Más noticias de despido, son parte del meme de la IA a estas alturas: despedimos para sustituir por IA. Salvo que es mentira. Nadie está, todavía, despidiento para sustituir por inteligencia artificial. Existe el incentivo de justificarlo así y, en cualquier caso, los mercados suelen acoger los despidos masivos con alboroto, empujando el valor al alza.
Y sin embargo, hay algo en estas tres noticias que les da un aire diferente al típico subterfugio de comunicación consistente en revisar la plantilla de un negocio en horas bajas usando el comodín de la IA para evitar dar explicaciones. En estos tres casos hay un trasfondo común: son empresas cuyos resultados son buenos, muy buenos, y que al mismo tiempo que despiden por una puerta están contratando por la otra.
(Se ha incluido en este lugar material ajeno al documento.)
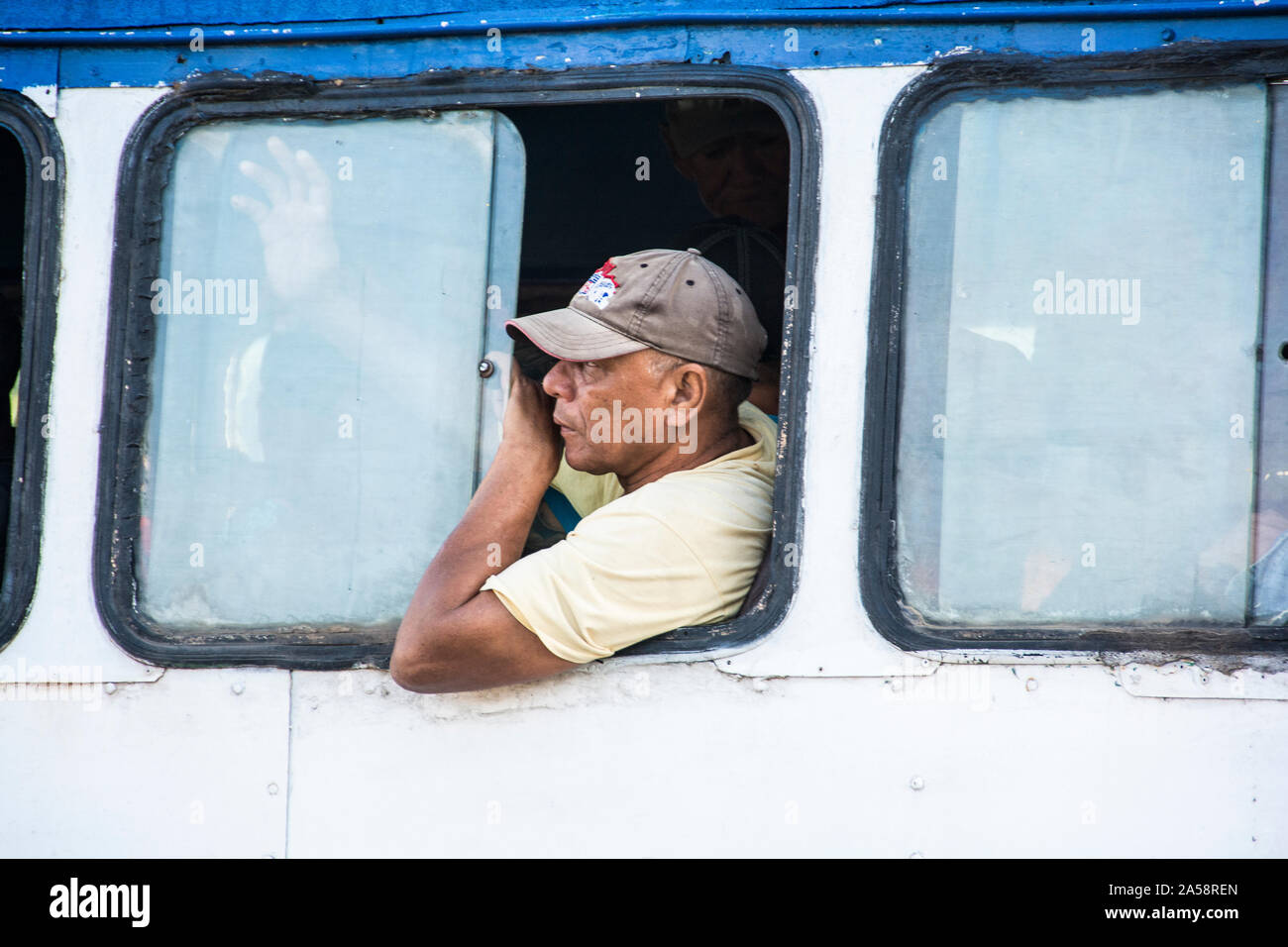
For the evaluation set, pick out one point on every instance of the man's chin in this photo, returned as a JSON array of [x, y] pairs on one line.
[[584, 462]]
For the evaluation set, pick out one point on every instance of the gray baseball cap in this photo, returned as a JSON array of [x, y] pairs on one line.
[[675, 302]]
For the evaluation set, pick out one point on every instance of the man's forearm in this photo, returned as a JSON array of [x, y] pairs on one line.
[[488, 539]]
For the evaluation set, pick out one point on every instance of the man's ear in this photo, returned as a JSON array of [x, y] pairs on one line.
[[682, 165], [692, 386]]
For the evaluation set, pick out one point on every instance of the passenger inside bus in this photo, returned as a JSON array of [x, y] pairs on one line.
[[643, 423], [291, 202]]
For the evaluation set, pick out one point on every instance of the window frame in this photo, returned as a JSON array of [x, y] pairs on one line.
[[1181, 65], [146, 162], [43, 227]]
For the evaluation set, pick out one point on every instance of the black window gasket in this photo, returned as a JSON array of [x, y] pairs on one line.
[[43, 219], [1180, 65], [145, 169]]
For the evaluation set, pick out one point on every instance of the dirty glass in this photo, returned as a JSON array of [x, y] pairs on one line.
[[1078, 389], [317, 416]]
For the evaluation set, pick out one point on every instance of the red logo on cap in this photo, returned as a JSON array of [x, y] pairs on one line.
[[600, 286], [606, 268]]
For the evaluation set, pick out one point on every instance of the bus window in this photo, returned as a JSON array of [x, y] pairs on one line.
[[318, 299], [1078, 373], [313, 339], [31, 182]]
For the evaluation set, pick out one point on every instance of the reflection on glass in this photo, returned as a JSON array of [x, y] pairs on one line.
[[1078, 388], [314, 410]]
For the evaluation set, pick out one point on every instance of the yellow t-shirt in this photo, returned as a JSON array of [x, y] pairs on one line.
[[681, 551]]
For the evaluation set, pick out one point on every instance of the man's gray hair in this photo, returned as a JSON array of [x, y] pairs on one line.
[[728, 389]]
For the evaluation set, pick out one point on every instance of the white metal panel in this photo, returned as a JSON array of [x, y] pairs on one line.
[[683, 761], [191, 764], [825, 631], [63, 637]]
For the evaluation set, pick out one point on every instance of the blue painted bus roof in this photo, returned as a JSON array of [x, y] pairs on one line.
[[129, 43], [115, 14]]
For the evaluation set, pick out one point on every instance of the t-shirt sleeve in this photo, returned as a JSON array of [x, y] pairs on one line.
[[621, 577]]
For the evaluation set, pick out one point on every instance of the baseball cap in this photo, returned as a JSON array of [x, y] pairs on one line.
[[671, 300]]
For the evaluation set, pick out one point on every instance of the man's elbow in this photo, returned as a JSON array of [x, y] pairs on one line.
[[420, 663]]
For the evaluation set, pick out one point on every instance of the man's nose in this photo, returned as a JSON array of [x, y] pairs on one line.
[[555, 380]]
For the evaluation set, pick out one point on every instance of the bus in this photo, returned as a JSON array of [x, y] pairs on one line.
[[1026, 590]]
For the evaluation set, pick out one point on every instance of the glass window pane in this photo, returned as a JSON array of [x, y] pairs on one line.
[[316, 405], [1078, 397]]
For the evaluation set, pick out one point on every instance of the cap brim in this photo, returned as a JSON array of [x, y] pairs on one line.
[[572, 337]]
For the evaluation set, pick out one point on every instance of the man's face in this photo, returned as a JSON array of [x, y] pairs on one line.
[[585, 394], [743, 174]]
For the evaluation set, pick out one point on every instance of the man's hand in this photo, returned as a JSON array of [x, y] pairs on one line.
[[300, 254], [528, 427]]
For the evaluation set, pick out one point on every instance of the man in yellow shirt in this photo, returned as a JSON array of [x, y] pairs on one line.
[[643, 424]]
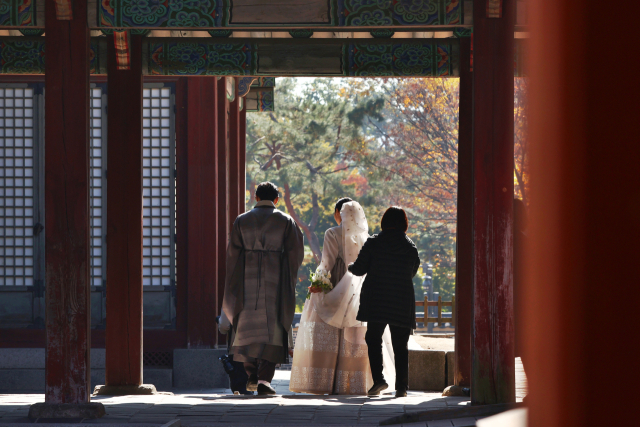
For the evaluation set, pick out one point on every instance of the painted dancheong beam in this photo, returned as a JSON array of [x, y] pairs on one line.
[[211, 14], [263, 57], [252, 14]]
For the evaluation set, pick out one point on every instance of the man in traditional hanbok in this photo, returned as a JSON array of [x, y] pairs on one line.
[[266, 249]]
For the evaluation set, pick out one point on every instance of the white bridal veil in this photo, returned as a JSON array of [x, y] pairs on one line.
[[339, 307]]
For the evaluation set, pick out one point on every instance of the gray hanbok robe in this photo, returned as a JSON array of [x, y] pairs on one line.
[[266, 249]]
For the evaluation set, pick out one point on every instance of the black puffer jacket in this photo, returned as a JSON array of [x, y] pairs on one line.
[[390, 260]]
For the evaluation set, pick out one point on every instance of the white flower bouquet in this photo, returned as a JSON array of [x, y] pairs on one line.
[[320, 281]]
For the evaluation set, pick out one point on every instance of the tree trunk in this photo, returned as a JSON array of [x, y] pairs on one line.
[[314, 244]]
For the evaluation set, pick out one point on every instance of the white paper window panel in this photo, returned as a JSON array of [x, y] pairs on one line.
[[17, 186], [97, 190], [158, 164]]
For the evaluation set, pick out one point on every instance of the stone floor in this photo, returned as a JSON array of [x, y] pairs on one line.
[[218, 407]]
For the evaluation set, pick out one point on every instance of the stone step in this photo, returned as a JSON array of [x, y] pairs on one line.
[[21, 380]]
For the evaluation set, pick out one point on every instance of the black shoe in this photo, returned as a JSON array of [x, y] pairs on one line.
[[377, 388], [252, 384], [265, 390]]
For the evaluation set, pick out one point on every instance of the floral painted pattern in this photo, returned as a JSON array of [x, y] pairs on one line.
[[213, 59], [22, 57], [403, 59], [396, 12], [17, 13], [160, 13]]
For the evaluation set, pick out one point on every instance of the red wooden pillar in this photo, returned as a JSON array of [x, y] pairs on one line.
[[582, 267], [242, 160], [234, 158], [202, 224], [68, 319], [124, 221], [464, 233], [226, 89], [493, 363]]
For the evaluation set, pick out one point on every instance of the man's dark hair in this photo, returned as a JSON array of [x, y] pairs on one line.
[[395, 218], [267, 191], [341, 202]]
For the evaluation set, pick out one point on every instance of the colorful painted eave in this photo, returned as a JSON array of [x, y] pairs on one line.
[[443, 15], [212, 14], [263, 59]]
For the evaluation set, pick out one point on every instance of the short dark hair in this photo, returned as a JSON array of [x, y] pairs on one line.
[[395, 217], [267, 191], [341, 202]]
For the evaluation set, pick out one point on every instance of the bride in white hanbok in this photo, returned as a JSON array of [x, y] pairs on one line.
[[330, 355]]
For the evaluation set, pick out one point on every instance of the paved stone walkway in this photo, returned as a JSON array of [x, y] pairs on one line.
[[218, 407]]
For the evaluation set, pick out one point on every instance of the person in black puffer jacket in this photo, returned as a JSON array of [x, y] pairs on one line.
[[390, 260]]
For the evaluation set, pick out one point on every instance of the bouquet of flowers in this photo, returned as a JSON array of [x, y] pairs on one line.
[[320, 282]]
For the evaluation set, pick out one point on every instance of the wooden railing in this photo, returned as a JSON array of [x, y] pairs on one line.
[[440, 320]]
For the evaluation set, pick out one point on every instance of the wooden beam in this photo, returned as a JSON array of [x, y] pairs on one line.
[[243, 15], [464, 227], [124, 219], [493, 363], [68, 320], [222, 165], [242, 160], [234, 158], [581, 260], [202, 201]]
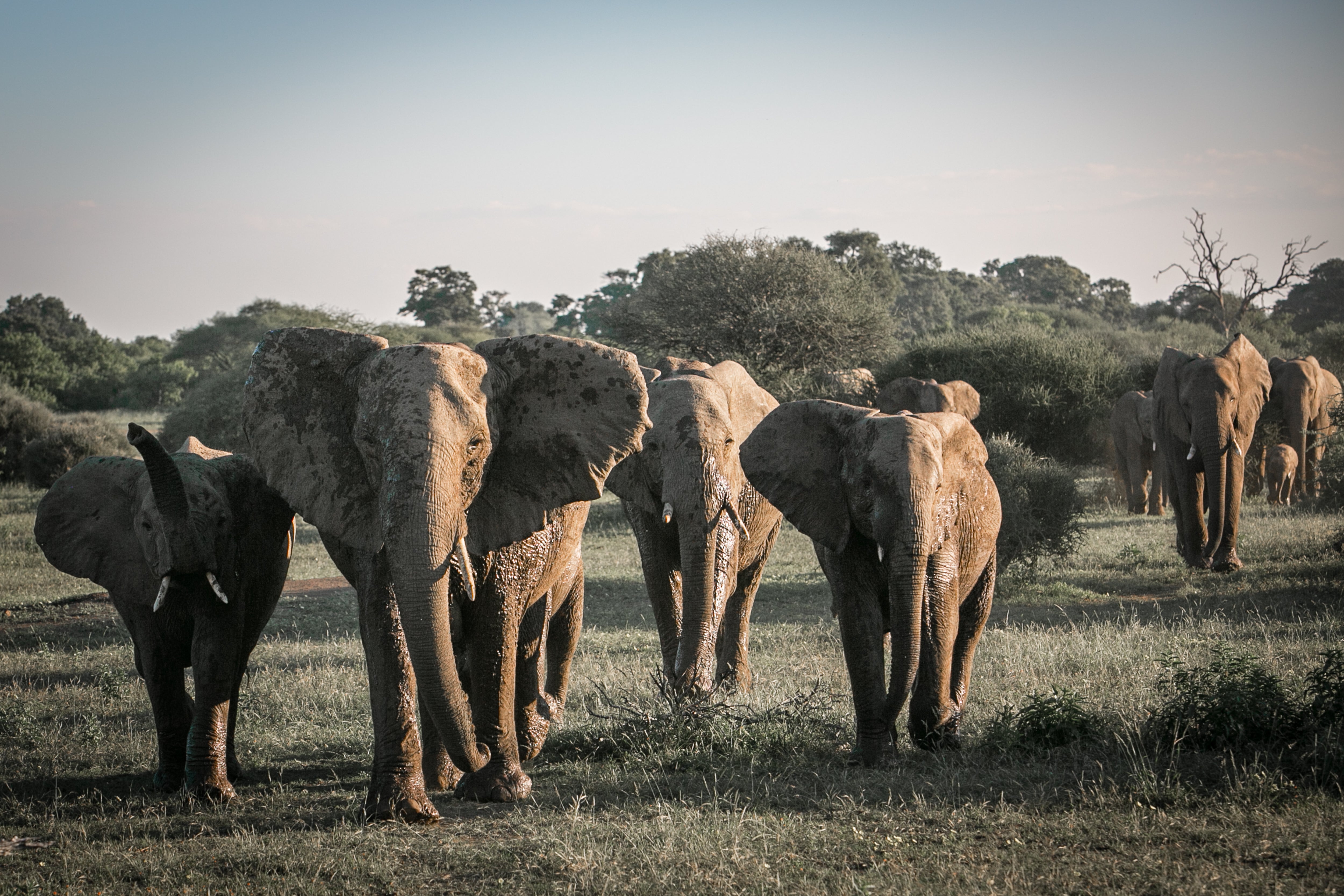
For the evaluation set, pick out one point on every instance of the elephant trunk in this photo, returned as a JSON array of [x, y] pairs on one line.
[[420, 550]]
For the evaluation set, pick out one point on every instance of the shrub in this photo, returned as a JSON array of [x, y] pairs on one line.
[[1228, 704], [68, 442], [212, 412], [1042, 506], [1045, 720], [771, 305], [22, 420]]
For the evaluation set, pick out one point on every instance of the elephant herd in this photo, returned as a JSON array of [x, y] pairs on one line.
[[451, 488]]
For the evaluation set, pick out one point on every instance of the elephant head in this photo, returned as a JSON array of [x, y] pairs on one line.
[[689, 472], [893, 490], [134, 527], [431, 451], [929, 397], [1205, 416], [1304, 391]]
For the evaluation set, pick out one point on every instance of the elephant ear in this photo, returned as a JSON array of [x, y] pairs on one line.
[[85, 526], [1254, 386], [795, 460], [1168, 416], [968, 399], [299, 413], [748, 402], [564, 413]]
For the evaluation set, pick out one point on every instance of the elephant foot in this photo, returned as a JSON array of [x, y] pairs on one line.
[[400, 798], [495, 784]]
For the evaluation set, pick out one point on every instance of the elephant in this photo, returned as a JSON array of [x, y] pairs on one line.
[[1280, 469], [703, 533], [193, 549], [928, 397], [451, 488], [1304, 393], [1206, 414], [1132, 434], [855, 386], [904, 518]]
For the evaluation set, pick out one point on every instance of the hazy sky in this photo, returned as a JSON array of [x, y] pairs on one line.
[[165, 162]]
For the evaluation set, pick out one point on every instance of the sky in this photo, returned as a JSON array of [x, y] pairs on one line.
[[165, 162]]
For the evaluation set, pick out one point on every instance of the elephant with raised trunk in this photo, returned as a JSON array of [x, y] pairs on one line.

Lo que dejan ir y lo que buscan, sin embargo, no es lo mismo. No despiden a un programador que no les está encajando en sus equipos para contratar otro y probar suerte a ver si encaja mejor. Contratan roles que antes no existían. Expertos en IA, orquestador de agentes (¿son los orquestadores de agentes los nuevos prompt engineers condenados a desaparecer cuando todo el mundo sea un orquestador de agentes?). De momento, apuntan a ser algunos de los que resistirán “en el bucle”.
Vamos, que al dar competencias a perfiles menos técnicos para implementar pruebas de concepto, lo que se busca es gente con gran conocimiento en el nuevo stack tecnológico. El clásico refresco de plantilla que los departamentos de HR enfocan con metáforas positivas, que es impopular entre muchos empleados pero necesario para cualquier empresa a partir de un cierto tamaño.
En notas anteriores hemos visto del complicado esquema de incentivos, trastocado de arriba abajo con la IA, desde repensar áreas funcionales completas a revisar el equilibrio interno-externo en la organización. Esto es una variable más a considerar.
Como contexto general es imprescindible recordar recordar que la elevadísima valoración de empresas como OpenAI o Anthropic no se justifica por la factura de 200€ mensuales para tu programador, como si fuese un SaaS caviar. Esa elevadísima valoración se justifica porque la promesa es la de reemplazar la fuerza laboral “de tracción animal” por otra automatizada, escalable, predecible. El sueño de Taylor hecho realidad al quitar de la ecuación a los humanos con su complicada psique, consiguiendo finalmente que el bug deje de estar entre el teclado y la silla.
[Imagen: El bug entre la silla y el teclado, Jose Alcántara con ChatGPT.]